A group of blockchain bots has suffered a devastating loss of over $25 million due to a sophisticated exploit. The bots are part of a process called maximal extractable value (MEV), which involves capturing arbitrage opportunities through blockchain-based high-frequency trading.
However, to do so, they have to risk large amounts of money. This is where the attacker saw their opportunity, to compromise the MEV bots by substituting their regular transactions with malicious ones.
According to Joseph Plaza, a decentralized finance trader at Wintermute, the attacker likely set “bait” transactions to lure the MEV bots.

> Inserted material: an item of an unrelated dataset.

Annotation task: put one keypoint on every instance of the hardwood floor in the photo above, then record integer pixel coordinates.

The attacker then replaced the initial baiting transactions with new, malicious ones, allowing them to steal the funds.
The attacker had also deposited 32 ETH 18 days before the incident to become a validator, waiting until it was their turn to propose a block, before reorganizing the contents of the block and creating a new one containing their malicious transactions to drain assets.

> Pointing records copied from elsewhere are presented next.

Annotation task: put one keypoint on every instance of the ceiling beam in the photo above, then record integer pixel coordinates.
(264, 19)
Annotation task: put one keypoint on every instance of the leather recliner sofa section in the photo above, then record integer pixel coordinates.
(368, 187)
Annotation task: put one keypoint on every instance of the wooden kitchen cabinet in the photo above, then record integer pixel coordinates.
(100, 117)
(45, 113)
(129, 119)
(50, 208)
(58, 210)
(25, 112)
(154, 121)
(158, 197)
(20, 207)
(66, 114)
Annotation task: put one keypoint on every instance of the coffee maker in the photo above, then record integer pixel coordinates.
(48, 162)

The incident was initially revealed by smart contract developer “3155.eth” on Twitter, and PeckShield subsequently traced the stolen assets to three Ethereum addresses, consolidated from eight other lessons.

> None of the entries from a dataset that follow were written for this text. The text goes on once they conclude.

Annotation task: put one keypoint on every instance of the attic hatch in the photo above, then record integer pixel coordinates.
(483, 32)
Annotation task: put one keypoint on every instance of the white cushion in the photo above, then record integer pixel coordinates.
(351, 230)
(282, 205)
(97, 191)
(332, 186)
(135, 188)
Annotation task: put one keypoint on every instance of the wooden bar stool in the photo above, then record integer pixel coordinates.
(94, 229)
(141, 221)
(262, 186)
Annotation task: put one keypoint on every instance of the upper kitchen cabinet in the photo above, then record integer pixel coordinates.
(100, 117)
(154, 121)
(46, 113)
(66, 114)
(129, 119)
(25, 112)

Flashbots, the developer of the primary MEV software used on Ethereum, known as MEV-Boost, has responded with a fix to prevent such incidents from occurring in the future.
The team has introduced a feature that instructs relayers, a trusted mediator party between block builders and validators, to publish a signed block before transmitting its contents to a proposer, a step that was previously absent.
This action aims to decrease the likelihood of a malicious proposer within MEV-Boost proposing a block that deviates from what they received from a relay.